Tiny robotic thread can slip through brain’s blood vessels

Henrietta Strickland
August 30, 2019

Researchers from the Massachusetts Institute of Technology (MIT) created a robotic thread core made from bendy, springy nickel-titanium alloy, and they coated the wire core in a rubbery paste filled with magnetic particles.

The material is coated in an ink-like substance, which is then bonded with a hydrogel, regulating in a magnetically manipulable material that can still surviving within the human body.

The device could be controlled to deliver clot-reducing therapies and reverse blockages within vessels in the hope of avoiding permanent brain damage and potentially saving lives. The wires are generally metallic and polymer, which can cause friction or cause them to get stuck in tight places, according to the MIT team.

Additionally, the scientists hope to expand functionality of their robotic thread with certain modifications, such as fixing a device for drug delivery to the end or to treat clots using light.

The new development from MIT researchers combines robotics with current endovascular (ie. within blood vessel) surgery techniques, reducing the risks associated with guiding incredibly thin wires through complicated brain blood vessel pathways.

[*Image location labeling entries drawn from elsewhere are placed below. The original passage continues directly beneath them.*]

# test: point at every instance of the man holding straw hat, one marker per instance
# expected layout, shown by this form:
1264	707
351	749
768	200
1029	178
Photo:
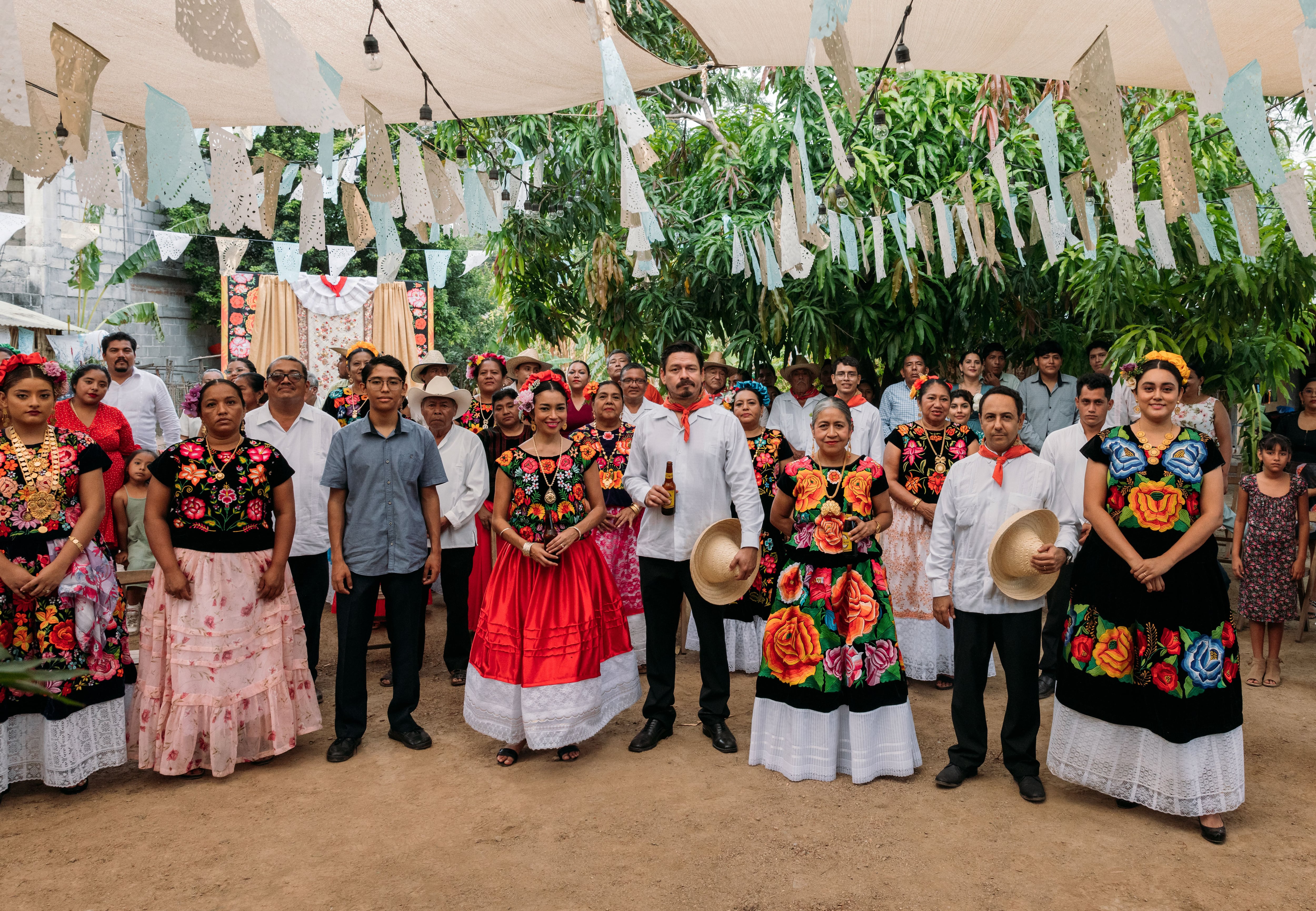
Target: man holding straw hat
1006	527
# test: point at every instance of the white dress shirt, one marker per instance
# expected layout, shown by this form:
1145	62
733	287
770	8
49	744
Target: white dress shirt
711	472
972	509
306	446
795	421
144	399
466	489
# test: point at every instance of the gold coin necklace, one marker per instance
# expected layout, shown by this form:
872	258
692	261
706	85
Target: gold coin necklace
40	474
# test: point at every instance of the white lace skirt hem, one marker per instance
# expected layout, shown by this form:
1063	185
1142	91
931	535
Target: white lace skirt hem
556	715
744	643
64	754
805	744
1201	777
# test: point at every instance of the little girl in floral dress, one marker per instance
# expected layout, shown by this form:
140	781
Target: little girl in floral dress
1269	553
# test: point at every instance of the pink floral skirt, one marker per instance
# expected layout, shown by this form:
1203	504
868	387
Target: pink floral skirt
223	678
619	553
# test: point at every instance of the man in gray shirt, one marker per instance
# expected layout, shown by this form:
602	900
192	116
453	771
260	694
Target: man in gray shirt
1048	397
381	474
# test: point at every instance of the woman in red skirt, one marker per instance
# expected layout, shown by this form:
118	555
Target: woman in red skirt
552	661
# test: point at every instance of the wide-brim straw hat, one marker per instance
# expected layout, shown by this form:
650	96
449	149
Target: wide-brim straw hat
528	356
801	363
431	360
1011	552
711	560
439	388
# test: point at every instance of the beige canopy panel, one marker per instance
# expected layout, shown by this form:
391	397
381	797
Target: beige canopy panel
489	58
1005	37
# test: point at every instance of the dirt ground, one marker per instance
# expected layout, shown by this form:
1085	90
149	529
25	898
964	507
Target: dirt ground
681	827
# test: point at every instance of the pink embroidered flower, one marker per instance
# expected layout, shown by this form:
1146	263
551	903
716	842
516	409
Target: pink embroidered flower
877	659
845	664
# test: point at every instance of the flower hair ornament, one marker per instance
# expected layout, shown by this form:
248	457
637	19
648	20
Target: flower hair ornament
473	363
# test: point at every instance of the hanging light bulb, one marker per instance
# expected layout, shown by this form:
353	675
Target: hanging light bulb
374	61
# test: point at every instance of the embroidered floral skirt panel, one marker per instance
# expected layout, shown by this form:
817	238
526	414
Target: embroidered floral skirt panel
224	676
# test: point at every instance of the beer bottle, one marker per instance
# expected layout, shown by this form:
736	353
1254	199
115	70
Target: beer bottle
670	486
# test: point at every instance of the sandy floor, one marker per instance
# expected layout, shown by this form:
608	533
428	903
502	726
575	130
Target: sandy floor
682	826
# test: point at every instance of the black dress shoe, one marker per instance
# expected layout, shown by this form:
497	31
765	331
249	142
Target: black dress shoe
343	750
953	776
1031	789
649	737
1045	687
416	739
724	742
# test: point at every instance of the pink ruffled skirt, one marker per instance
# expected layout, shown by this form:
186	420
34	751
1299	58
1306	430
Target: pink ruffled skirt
223	678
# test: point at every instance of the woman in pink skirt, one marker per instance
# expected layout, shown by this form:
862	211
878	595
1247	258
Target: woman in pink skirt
224	676
616	534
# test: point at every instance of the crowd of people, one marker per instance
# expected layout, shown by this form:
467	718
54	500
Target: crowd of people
834	544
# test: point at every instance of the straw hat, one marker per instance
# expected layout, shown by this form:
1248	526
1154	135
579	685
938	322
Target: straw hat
710	564
1011	551
801	363
528	356
440	388
432	359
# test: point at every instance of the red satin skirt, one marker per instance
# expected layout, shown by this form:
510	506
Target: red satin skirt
544	626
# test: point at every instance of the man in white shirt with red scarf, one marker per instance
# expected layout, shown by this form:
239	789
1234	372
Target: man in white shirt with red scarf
712	472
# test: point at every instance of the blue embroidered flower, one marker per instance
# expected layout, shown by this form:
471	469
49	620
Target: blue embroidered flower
1205	661
1127	457
1184	460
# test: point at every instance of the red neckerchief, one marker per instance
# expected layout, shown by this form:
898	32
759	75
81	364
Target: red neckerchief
685	413
1014	452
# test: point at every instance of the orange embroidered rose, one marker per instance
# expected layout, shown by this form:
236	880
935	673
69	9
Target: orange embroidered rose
856	607
791	645
810	489
856	489
1114	651
828	534
1156	505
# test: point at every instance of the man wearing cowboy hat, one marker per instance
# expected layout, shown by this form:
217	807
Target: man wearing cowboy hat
430	367
460	498
793	411
977	515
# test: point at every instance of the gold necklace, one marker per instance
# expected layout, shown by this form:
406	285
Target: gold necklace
39	476
1155	452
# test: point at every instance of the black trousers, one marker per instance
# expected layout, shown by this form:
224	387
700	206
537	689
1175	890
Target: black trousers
1015	636
662	582
311	581
455	574
1053	631
405	593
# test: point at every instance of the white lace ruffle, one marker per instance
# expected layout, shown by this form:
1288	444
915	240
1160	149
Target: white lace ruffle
556	715
805	744
744	643
639	636
1201	777
64	754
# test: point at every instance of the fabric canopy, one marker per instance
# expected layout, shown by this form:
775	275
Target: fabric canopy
1013	37
487	58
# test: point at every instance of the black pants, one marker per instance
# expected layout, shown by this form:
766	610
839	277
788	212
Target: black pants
1053	631
662	582
455	574
405	593
311	580
1015	636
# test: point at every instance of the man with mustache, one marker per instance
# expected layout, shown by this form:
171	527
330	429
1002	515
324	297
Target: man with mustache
140	396
711	470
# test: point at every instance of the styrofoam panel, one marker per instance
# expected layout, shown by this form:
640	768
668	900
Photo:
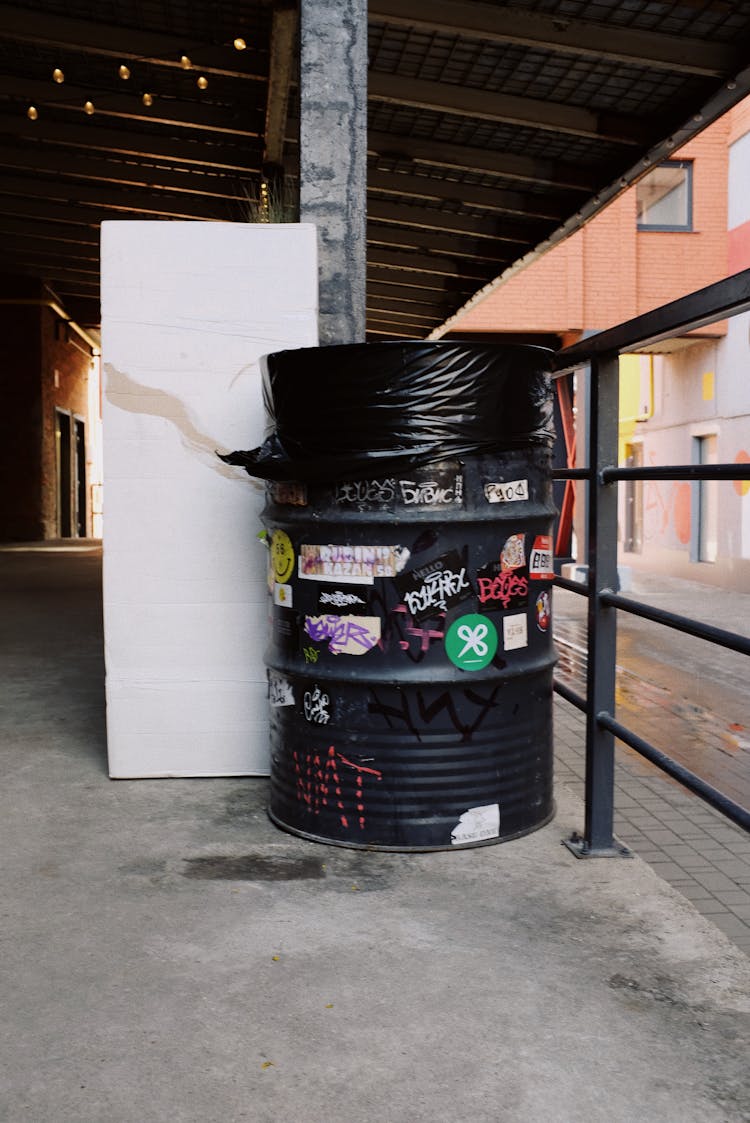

It is a potentially unsafe procedure for which too few surgeons are sufficiently trained, and it also exposes the doctor to high amounts of radiation from the x-rays which map the blood vessels for them.

The researchers tested the thread in a life-size silicone replica of the brain's major blood vessels modelled after scanning an actual patient's brain.

It is then coated with hydrogel, a material that does not affect the responsiveness of the underlying magnetic particles and yet provides the wire with a smooth, friction-free, biocompatible surface.

The team demonstrated that the thread's wire core can also be replaced with an optical fiber that can activate the laser once the robot reached a target region to clear blockages. The researchers liken control of the robotic thread to pulling the strings of a marionette, and were able to steer the wire through the replica's narrow paths. "This research has shown potential to overcome this challenge and enable surgical procedures in the brain without open surgery".

As for reducing radiation exposure to surgeons, Kim said the magnetic component of the robotic thread removes the need for surgeons to physically push a wire through the patient's blood vessels, which means they won't be as close to the patient and the radiation-generating fluoroscope.

"Existing platforms could apply magnetic field and do the fluoroscopy procedure at the same time to the patient, and the doctor could be in the other room, or even in a different city, controlling the magnetic field with a joystick", Kim said.

Lead author Yoonho Kim said the next step was to test the robotic thread in a living organism.